3.2 Frequency-Dependence of Block

Neutral DHP drugs such as isradipine or nitrendipine exert little frequency-dependent block of Cav1.2 channels, but block of Cav1.2 by the charged drugs diltiazem and verapamil is markedly frequency-dependent (Lee and Tsien, 1983). Therefore, we examined the ability of both amlodipine and nicardipine to block Cav1.2, Cav2.1, and Cav1.2/Dihydropyridine insensitive in a frequency-dependent manner.
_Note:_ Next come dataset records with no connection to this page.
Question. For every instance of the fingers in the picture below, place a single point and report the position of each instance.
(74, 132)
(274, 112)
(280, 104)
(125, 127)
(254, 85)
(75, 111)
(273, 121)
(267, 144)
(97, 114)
After drug block at the indicated concentrations reached equilibrium at 0.05 Hz as described above, we applied a 20-pulse, 1-Hz train of 100 ms depolarizations to +10 mV from a holding potential of −80 mV (Cav2.1) or −60 mV (Cav1.2 and Cav1.2/Dihydropyridine insensitive) (Fig. 4). Thus, the increase in block detected during the 1-Hz train is due solely to the increase in stimulation frequency. Normalized current during the 1 Hz train in both the absence and presence of drug is shown for comparison (mean +/− SE; n = 3–5). As shown in Fig. 4A, 50 nM nicardipine, but not 100 nM amlodipine, exhibited increased block of Cav1.2 upon increasing the stimulation frequency. Similarly, the same protocol led to a significant increase in Cav2.1 channel block by 10 μM nicardipine but not 10 μM amlodipine at the end of the 1 Hz train of depolarizations (Fig. 4B). Finally, the block of Cav1.2/Dihydropyridine insensitive by 1 μM nicardipine or 30 μM amlodpine was significantly enhanced upon increasing the frequency of stimulation (Fig. 4C). Thus, for all three channels tested, nicardipine exerted some degree of frequency-dependent block, while amlodipine blocked only Cav1.2/Dihydropyridine insensitive in a frequency-dependent manner.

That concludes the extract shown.